The reason for this is that there is no reason to celebrate. There is no aspect of the dispossession that can be looked back upon with joy. No, from this side of the Separation Barrier the celebrations appear simply as salt in old wounds, and these are wounds that run deep, both in time and in feeling. Wounds that have not grown tired with age, unlike their hosts. The weary Palestinians look back on this particular anniversary with a mixture of sadness and fear - sadness for the past, fear for the future. At the current trajectory, the 70th anniversary will be being ‘celebrated’ from substantially worse conditions.
Looking back over the previous sixty years, the overriding sensation is of injustice – sensational injustice. Also noticeable is the sense of failure. Failure everywhere from the Palestinians’ failure to mount a successful resistance to Israeli occupation, from Israel’s failure in its original stated aim of creating a ‘safe haven’ for Jews – nowhere in the world is more dangerous for Jews than in Israel today. When was the last time you heard of a massacre of Jews anywhere else? After all the discussion, argument and impassioned debate, one question remains – what good has actually been achieved by all of this? So therefore, what is actually being celebrated?

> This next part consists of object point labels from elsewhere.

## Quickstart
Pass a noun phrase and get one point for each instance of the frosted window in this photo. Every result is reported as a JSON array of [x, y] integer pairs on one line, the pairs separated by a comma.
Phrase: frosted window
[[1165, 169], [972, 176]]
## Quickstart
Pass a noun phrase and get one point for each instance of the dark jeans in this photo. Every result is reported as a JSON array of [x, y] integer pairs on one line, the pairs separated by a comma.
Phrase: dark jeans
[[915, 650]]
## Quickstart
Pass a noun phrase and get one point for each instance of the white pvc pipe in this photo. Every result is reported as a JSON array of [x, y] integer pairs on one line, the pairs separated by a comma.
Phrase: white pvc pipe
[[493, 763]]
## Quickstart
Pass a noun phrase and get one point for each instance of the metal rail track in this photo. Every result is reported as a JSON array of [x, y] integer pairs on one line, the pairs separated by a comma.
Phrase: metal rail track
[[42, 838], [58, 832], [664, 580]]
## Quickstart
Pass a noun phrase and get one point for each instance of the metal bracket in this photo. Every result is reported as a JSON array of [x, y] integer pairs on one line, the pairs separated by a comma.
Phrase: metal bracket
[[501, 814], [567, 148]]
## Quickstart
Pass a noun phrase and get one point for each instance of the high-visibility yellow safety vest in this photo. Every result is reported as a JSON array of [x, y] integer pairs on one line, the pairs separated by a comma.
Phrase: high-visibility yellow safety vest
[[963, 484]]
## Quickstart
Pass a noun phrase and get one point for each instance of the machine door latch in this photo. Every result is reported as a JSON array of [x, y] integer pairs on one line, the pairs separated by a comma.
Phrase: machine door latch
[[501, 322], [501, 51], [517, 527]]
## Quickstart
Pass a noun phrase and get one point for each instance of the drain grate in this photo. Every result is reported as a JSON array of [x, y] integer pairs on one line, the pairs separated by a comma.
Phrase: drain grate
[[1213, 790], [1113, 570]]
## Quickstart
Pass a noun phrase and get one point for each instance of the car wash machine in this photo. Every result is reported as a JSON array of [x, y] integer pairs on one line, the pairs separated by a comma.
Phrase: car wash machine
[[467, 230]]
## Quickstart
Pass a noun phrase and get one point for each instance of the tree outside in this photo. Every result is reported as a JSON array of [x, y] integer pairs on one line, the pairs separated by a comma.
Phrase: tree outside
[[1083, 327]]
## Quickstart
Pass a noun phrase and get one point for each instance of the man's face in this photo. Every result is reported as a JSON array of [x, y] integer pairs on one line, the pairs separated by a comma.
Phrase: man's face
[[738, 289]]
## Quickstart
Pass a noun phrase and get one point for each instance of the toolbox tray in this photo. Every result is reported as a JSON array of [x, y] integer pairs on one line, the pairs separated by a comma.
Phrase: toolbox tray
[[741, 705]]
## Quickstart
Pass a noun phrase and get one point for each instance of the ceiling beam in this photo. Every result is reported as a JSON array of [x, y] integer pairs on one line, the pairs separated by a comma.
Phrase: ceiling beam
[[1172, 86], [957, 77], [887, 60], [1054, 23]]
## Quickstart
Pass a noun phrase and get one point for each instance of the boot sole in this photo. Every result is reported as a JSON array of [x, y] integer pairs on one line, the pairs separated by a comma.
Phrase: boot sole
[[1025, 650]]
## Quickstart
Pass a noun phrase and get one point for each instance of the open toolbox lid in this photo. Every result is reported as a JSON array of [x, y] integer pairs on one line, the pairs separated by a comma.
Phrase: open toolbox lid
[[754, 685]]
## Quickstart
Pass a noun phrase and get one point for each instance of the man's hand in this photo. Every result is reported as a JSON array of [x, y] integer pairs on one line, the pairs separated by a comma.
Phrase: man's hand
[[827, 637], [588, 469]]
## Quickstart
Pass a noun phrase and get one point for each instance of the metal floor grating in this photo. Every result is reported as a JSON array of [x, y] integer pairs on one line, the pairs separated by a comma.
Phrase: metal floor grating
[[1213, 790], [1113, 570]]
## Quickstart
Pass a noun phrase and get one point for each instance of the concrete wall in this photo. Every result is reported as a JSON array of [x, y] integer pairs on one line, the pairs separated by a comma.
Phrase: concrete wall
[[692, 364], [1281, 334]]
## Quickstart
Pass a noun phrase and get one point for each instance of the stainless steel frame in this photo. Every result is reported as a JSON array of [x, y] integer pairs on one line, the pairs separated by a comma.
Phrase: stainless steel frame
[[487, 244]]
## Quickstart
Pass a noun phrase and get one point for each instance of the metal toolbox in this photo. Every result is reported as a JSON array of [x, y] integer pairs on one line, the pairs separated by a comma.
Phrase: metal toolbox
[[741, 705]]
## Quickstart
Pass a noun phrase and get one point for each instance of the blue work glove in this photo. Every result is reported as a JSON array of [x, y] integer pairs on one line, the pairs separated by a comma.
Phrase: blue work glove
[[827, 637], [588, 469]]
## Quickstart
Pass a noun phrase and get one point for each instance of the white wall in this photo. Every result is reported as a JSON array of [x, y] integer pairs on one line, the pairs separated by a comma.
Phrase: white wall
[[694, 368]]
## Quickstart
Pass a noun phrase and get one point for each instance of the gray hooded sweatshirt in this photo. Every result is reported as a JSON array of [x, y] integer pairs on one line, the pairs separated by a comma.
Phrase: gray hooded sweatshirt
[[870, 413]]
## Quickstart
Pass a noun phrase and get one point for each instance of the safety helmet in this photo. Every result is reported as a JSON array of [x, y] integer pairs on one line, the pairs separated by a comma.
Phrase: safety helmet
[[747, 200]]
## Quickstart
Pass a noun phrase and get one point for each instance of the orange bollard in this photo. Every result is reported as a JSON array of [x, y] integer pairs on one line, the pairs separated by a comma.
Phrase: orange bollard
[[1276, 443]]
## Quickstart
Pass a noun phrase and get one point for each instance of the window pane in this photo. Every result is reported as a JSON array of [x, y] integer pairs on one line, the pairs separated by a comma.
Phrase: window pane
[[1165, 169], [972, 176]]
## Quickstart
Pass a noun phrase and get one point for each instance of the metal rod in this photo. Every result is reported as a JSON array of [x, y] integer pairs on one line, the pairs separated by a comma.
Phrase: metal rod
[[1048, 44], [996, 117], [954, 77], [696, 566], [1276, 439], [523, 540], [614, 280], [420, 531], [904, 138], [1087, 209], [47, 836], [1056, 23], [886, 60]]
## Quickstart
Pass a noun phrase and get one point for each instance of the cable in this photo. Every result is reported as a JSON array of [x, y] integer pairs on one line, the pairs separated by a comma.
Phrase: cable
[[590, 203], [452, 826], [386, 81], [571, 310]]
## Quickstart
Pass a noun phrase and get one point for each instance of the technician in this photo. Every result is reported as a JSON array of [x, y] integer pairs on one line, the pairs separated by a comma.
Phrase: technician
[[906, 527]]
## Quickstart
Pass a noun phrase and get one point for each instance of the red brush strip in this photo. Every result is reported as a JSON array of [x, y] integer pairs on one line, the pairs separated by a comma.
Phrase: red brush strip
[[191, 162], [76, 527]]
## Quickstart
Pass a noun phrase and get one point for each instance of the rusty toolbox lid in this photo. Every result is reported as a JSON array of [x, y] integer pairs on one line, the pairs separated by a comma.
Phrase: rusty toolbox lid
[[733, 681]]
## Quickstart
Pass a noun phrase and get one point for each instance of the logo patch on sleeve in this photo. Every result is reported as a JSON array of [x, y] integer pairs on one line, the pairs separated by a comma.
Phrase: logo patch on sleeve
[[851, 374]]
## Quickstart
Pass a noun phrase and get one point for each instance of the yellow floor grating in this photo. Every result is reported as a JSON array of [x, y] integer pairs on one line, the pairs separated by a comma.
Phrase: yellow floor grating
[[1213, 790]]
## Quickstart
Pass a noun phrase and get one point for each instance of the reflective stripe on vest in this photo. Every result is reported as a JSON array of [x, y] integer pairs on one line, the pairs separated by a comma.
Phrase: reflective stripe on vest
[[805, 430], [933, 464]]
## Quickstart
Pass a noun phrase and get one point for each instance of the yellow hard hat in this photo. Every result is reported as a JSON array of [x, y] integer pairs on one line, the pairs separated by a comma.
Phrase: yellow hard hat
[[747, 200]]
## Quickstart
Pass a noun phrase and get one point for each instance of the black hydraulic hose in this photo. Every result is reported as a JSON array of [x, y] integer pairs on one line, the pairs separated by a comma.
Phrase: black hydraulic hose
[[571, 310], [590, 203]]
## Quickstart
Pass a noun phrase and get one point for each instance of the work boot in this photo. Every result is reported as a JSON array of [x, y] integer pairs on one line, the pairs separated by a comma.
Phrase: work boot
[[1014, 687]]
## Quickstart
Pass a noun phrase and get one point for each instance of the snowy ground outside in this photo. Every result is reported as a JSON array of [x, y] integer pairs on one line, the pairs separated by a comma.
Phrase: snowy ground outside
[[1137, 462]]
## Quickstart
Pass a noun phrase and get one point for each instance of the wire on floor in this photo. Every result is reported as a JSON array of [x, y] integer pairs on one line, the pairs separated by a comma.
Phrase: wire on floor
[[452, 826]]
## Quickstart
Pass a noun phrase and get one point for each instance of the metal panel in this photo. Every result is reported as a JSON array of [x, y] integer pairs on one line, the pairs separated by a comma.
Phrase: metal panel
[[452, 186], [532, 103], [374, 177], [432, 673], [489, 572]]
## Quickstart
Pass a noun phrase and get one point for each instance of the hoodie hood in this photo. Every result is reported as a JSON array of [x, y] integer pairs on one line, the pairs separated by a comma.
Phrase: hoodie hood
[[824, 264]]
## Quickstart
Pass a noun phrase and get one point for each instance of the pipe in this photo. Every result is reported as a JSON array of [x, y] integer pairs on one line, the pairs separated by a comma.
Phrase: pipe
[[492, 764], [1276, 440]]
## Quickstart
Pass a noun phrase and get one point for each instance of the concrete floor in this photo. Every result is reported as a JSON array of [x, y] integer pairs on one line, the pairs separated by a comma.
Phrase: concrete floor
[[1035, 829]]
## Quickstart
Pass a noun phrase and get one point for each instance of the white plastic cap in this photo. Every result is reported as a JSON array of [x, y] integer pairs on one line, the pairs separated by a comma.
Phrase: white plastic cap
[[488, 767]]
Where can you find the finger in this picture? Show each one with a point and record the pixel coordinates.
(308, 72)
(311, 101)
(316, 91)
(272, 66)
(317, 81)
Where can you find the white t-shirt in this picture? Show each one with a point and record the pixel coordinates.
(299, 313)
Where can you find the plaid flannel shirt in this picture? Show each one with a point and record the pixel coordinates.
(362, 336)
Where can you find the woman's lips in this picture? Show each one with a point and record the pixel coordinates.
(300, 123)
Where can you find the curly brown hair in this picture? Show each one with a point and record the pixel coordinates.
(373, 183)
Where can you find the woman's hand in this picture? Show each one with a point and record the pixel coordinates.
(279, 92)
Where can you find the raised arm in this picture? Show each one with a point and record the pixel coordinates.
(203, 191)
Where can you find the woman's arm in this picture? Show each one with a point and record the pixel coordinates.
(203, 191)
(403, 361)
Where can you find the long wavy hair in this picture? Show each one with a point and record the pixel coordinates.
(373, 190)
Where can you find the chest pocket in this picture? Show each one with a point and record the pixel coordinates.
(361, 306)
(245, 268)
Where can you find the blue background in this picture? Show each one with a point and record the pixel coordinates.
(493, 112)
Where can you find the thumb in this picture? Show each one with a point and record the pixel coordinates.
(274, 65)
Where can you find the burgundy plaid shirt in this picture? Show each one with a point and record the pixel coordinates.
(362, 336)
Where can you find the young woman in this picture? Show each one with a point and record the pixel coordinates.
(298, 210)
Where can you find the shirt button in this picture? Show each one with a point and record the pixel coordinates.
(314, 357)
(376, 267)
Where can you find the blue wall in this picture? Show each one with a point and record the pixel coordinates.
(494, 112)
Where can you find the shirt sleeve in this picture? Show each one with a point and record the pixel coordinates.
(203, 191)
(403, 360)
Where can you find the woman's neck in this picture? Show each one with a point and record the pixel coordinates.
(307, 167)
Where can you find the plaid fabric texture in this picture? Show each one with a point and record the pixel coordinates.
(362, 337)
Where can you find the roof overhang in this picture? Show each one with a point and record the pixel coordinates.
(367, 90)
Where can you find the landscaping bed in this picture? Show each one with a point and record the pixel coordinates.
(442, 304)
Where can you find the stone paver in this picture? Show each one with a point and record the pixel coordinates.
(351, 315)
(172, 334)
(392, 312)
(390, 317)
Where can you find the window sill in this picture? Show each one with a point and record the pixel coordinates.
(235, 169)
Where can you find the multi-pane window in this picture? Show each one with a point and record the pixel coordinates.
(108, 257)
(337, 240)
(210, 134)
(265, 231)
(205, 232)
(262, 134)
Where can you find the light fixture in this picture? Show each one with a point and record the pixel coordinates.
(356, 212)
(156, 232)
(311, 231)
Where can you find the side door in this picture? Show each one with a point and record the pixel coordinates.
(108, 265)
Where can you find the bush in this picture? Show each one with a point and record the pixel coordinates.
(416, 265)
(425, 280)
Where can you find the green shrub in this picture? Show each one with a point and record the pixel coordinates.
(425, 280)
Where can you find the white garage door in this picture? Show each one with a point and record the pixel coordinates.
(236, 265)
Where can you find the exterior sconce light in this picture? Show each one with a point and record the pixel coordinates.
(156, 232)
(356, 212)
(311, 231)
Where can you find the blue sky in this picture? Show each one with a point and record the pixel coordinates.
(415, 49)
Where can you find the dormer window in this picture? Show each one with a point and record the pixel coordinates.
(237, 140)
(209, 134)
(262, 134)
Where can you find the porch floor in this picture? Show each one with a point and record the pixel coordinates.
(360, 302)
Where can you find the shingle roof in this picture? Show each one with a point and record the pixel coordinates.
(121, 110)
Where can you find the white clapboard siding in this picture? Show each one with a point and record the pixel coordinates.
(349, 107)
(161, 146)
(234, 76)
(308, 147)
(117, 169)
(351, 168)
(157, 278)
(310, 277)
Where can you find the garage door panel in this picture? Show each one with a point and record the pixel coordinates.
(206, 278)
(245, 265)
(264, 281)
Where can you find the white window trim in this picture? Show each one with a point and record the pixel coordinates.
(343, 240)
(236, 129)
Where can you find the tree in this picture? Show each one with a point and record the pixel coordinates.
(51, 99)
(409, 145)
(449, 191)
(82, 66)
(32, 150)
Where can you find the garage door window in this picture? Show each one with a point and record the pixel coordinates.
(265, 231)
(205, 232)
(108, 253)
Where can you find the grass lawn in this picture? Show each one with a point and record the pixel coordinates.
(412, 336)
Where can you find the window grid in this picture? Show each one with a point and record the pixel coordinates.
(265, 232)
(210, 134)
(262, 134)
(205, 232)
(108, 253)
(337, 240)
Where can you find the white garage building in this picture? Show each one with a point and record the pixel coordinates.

There is a well known joke that sums up the nature of Jewish holidays – They tried to kill us, they failed, let’s eat! The same cannot be said for Palestinian holidays, perhaps because they are the ones who actually are being killed. Slowly, discreetly, definitely. For them, there is no reason to celebrate, no reason to eat. The Zionist mantra that Israel was a land without people, for a people without a land has been a self-fulfilling prophecy, true in all but the name. For it has turned out to be Palestine that will be left without a people, and the Palestinians that will be left without a land.